Single-cell suspensions were prepared from tissue blocks by digestion with Collagenase IV (GibcoBRL) at 5 mg/mL in RPMI 5% fetal calf serum for 30 minutes, followed by a wash in staining buffer (phosphate-buffered saline supplemented with 2% normal mouse serum, Gemini Bioproducts, West Sacramento, CA).
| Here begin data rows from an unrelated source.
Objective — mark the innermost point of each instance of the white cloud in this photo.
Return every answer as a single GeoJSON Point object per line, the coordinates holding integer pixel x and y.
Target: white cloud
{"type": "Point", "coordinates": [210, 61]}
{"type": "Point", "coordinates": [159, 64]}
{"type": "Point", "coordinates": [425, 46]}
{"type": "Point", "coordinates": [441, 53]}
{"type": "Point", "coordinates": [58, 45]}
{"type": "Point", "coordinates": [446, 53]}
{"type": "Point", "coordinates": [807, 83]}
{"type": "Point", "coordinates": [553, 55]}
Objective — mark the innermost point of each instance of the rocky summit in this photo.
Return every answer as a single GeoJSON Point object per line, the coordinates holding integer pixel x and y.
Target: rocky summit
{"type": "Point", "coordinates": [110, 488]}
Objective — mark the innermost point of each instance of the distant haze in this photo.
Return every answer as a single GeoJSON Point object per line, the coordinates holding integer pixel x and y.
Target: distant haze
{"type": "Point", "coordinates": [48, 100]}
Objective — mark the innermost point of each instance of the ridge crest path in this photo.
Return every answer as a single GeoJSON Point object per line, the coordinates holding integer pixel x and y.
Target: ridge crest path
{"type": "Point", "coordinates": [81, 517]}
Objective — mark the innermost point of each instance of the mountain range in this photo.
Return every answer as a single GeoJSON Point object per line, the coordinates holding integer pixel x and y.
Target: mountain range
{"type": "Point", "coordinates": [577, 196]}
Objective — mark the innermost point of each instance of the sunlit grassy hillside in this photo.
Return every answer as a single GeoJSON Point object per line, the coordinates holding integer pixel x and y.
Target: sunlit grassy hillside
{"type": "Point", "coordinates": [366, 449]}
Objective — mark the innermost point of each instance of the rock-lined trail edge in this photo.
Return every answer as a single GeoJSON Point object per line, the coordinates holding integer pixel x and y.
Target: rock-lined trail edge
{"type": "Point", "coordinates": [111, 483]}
Lymphocytes were identified according to their light-scattering properties and then analyzed for the expression of activation markers. To determine the proportion of infected cells, we washed the cells 3 times and stained them with different combinations of the following monoclonal antibodies: anti-CD3, anti-CD4, anti-CD25, anti-CD69, anti-CD38, anti-HLA-DR, and anti-CD95 coupled to a combination of fluorochroms: fluorescein isothiocyanate (FITC), phycoerythrin (PE)–Alexa610, PE-Cy7, PE-Cy5, PerCP-Cy5.5, or APC (Caltag Laboratories, Burlingame, CA; Becton Dickinson, San Jose, CA). After surface staining, the cells were permeabilized with Fix&Perm reagent (Caltag) and stained with anti-HIV-1-p24gag monoclonal antibody (KC57-RD1(PE), Beckman Coulter) and with APO 2.7 (PE-Cy5; Beckman Coulter) a monoclonal antibody specific for an early apoptosis mitochondrial antigen. Cells washed and fixed in phosphate-buffered saline, containing 4% formaldehyde, were acquired on an LSRII flow cytometer equipped with 355, 488, 532, 407, and 638 nm LASER lines using DIVA 4.1.2 software. Data were analyzed with FlowJo version 8.3 software (Tree Star, Ashland, OR). The percentage of infected T cells is reported for events gated on CD3+ cells with anti-HIV-1-p24gag-PE for intracellular staining.

Statistical analysis

Data obtained with tissue (27 or 54 tissue blocks for each experimental condition) from one donor were considered as one experiment (n). Because both the levels of viral replication and the proportions of cells in various leukocyte subsets varied from donor to donor,17,20  the results of different experiments were normalized per number of blocks (either uninfected or infected), averaged, and analyzed statistically. Statistical analysis performed on the normalized results data included the calculation of mean, SEM, and P values by use of a multiple comparison test (2-way analysis of variance test). The significance level was set as P at 0.5 or less, and the actual P values are indicated for each series of experiments. Statistical analysis of p24gag ELISA data was performed with Deltasoft version 3.0 software (BioMetallics, Princeton, NJ), by combining data from 3 dilutions and calculating a weighted interpolated p24gag concentration and SEM using a 4-parameter fitting algorithm.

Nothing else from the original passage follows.